Z paczki Haigha Gavein znał tylko Fasolę i Glichę. Kiedyś wpadli po Haigha, gdy Gavein pomagał w kuchni.

Niezwykle wysoki Fasola miał ponurą, zapryszczoną gębę i długie ręce. Jako biały mieszkał w pobliskiej dzielnicy ruder. Nie interesował się niczym i o nic nie dbał zbytnio. Co drugie zdanie używał swojego ulubionego słowa: „Luz”. Wypowiedzi brzmiały jednostajnie, ale mogło być gorzej.

Glicha był nowy w paczce Haigha.

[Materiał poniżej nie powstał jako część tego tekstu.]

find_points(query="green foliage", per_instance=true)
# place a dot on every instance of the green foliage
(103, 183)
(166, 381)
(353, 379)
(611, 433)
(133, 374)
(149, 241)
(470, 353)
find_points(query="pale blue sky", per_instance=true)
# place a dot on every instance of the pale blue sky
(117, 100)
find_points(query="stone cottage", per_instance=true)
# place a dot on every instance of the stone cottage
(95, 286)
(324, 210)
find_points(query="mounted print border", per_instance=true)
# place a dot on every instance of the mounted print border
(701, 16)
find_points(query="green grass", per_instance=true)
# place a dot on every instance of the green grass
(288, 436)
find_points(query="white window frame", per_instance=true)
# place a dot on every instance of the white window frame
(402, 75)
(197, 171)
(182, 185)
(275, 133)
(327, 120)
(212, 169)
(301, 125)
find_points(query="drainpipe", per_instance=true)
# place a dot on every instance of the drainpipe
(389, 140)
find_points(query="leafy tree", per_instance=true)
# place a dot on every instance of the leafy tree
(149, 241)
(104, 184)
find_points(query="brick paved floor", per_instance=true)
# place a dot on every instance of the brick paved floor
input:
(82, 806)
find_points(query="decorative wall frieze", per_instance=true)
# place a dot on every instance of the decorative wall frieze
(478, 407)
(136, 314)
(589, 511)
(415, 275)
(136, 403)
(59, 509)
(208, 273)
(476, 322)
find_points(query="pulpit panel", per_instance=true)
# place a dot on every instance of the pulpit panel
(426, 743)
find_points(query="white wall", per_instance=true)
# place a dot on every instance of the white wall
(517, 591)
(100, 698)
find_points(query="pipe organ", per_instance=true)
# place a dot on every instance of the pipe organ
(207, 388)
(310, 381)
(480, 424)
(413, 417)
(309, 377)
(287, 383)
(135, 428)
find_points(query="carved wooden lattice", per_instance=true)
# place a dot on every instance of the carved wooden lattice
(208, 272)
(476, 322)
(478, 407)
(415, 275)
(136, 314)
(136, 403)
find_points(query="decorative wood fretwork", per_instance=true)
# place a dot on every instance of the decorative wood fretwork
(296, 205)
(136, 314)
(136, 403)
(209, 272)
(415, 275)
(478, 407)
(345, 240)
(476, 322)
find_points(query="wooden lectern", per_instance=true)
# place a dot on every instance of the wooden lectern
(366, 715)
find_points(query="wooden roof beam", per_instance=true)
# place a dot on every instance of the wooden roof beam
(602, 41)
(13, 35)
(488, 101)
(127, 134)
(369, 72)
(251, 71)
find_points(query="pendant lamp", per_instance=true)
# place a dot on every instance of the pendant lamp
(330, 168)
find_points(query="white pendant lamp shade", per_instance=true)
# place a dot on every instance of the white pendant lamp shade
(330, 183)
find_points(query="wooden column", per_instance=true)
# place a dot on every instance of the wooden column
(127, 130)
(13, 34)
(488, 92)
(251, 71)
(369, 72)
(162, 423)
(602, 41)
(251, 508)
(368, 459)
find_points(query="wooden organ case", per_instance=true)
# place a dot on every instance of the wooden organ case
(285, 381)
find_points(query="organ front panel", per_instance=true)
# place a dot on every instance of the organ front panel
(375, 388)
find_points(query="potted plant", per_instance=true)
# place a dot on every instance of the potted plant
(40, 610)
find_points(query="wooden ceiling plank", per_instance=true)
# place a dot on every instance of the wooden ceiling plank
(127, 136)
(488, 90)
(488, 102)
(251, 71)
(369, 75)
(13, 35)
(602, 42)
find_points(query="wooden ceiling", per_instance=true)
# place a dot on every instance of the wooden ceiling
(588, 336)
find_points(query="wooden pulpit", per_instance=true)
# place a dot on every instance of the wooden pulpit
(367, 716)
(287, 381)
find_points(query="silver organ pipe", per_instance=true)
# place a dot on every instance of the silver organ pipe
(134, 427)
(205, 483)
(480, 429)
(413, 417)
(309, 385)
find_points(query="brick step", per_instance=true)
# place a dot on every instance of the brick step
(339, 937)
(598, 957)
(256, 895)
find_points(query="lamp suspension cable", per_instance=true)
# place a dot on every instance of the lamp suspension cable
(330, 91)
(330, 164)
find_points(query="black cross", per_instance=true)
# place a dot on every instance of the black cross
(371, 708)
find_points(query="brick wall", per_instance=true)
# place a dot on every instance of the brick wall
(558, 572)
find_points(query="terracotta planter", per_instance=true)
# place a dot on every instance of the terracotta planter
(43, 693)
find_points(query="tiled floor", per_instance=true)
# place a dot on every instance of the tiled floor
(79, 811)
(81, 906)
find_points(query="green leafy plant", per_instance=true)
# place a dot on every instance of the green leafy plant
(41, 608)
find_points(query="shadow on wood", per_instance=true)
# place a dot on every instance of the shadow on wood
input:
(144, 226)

Przyjęli go, bo był czarny. Wysoki jak Fasola, ale wątły, o długich, patykowatych kończynach, kojarzył się Gaveinowi z wieszakiem na odzież.

10.

– Czegoś tutaj nie rozumiem – przerwał milczenie Haigh, niby zwracając się do Gaveina, ale łypiąc w stronę Haifana. – Twoja żona, Dave, jest od ciebie młodsza o parę lat, a każdy zmienia Lavath, Davabel czy Ayrrah, gdy ma dokładnie trzydzieści pięć albo siedemdziesiąt lat, nigdy inaczej. No, chyba żeby dożył stu pięciu i mianowali go gerontem. Ty masz właśnie trzydzieści pięć, to jak to możliwe, że ona przyjechała równo z tobą?

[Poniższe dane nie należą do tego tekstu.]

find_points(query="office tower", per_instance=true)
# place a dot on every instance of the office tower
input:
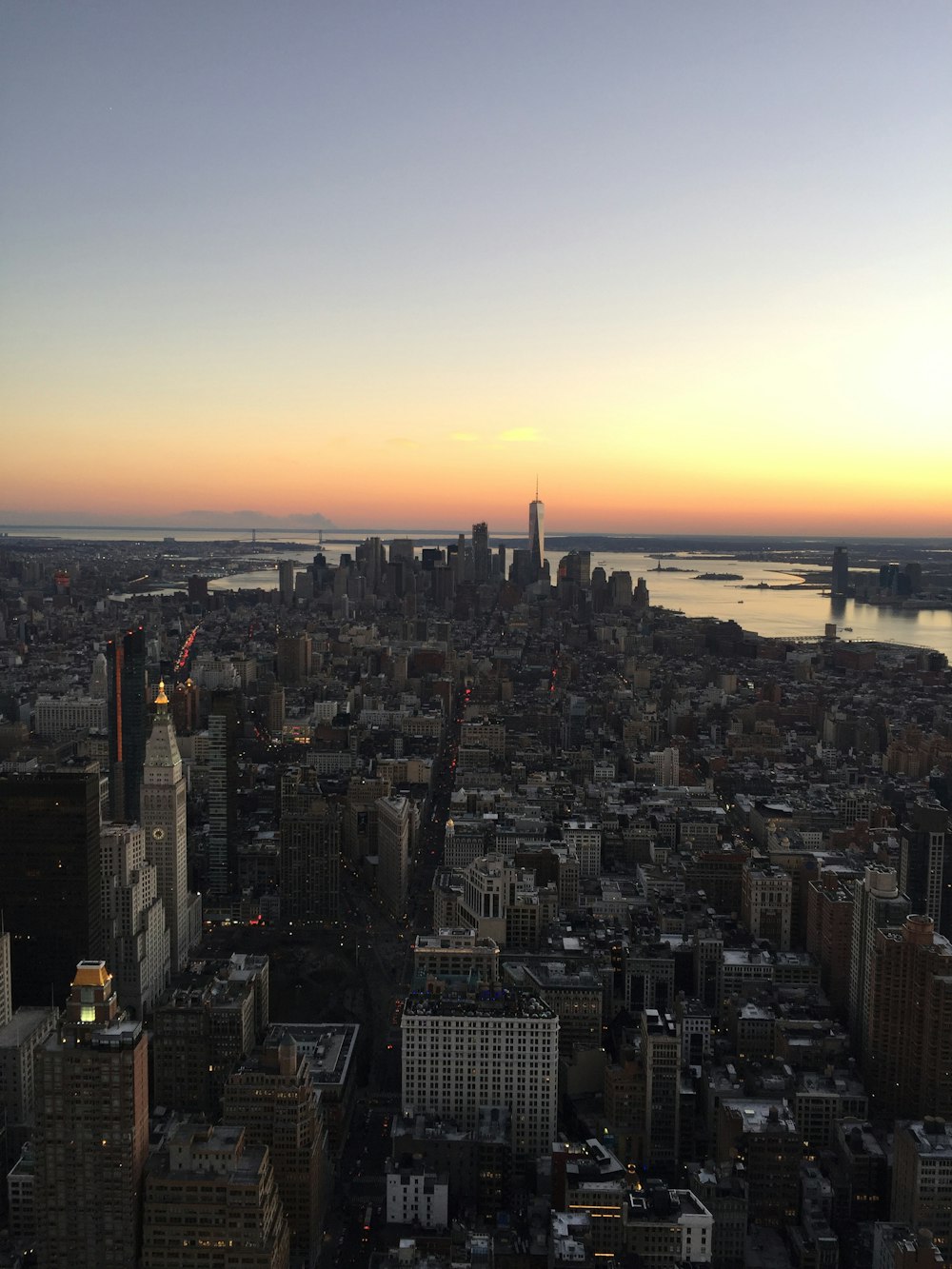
(223, 795)
(6, 981)
(50, 869)
(537, 534)
(99, 678)
(767, 902)
(402, 551)
(91, 1135)
(270, 1093)
(211, 1200)
(878, 902)
(922, 1180)
(661, 1052)
(764, 1136)
(310, 850)
(906, 1048)
(620, 593)
(286, 583)
(482, 553)
(126, 698)
(204, 1028)
(361, 816)
(461, 561)
(135, 933)
(394, 827)
(163, 816)
(295, 659)
(487, 1048)
(925, 844)
(19, 1040)
(840, 582)
(371, 557)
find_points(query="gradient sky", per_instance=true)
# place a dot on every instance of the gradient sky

– Ja leciałem samolotem, a ona płynęła statkiem – Gavein wzruszył ramionami. Domyślił się, że Haigh zamierza wciągnąć do rozmowy Haifana, nauczyciela fizyki i astronomii w elitarnej szkole średniej wyłącznie dla czarnych. Haifan nie wiedział, że ufryzowany na koguta Haigh, już za samo to wart zlekceważenia, przygotowuje się do egzaminu na bakałarza fizyki i tylko czeka, aż nadęty Haifan się podłoży.

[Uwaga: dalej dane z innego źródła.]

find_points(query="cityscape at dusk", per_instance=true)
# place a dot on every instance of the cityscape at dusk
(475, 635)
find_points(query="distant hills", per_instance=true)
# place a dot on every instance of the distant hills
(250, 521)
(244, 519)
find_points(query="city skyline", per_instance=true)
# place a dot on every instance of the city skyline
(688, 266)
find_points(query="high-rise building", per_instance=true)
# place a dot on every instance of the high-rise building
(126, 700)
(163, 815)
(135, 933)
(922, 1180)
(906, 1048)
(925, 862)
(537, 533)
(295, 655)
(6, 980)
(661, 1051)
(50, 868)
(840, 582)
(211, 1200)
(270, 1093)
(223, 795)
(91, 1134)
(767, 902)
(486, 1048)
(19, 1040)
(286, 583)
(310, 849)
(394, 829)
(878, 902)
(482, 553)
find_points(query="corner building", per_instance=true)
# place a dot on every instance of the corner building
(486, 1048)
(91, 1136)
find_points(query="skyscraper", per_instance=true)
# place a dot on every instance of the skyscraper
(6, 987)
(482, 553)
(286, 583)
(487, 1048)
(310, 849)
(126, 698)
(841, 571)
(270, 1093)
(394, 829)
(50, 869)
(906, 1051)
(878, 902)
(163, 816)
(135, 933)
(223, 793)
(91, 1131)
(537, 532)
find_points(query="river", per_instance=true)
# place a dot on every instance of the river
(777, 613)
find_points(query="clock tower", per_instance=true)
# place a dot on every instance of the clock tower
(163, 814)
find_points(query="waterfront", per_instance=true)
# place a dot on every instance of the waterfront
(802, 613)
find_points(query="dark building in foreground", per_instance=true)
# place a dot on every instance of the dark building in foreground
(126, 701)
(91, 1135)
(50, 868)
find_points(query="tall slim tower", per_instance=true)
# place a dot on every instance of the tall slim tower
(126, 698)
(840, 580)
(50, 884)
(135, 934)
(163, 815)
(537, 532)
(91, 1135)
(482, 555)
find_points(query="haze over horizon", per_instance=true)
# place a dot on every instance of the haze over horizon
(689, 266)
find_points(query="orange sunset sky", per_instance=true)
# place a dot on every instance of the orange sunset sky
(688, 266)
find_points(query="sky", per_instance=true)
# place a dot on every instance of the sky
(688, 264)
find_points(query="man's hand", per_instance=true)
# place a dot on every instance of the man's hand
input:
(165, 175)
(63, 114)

Ryba złapała haczyk: Haifan odłożył gazetę i rozpoczął wykład, pewnym i donośnym głosem wiedzącego lepiej.

– To można prosto wytłumaczyć. Otóż, szybkość upływu czasu zależy od wysokości nad poziomem morza. Im wyżej się wzniesiesz, tym wolniej płynie czas. Gdy na twoim zegarku, tu w Davabel, upłynie godzina, to na wielkiej wysokości minuta, wyżej tylko sekunda, a jeszcze wyżej nawet mniej.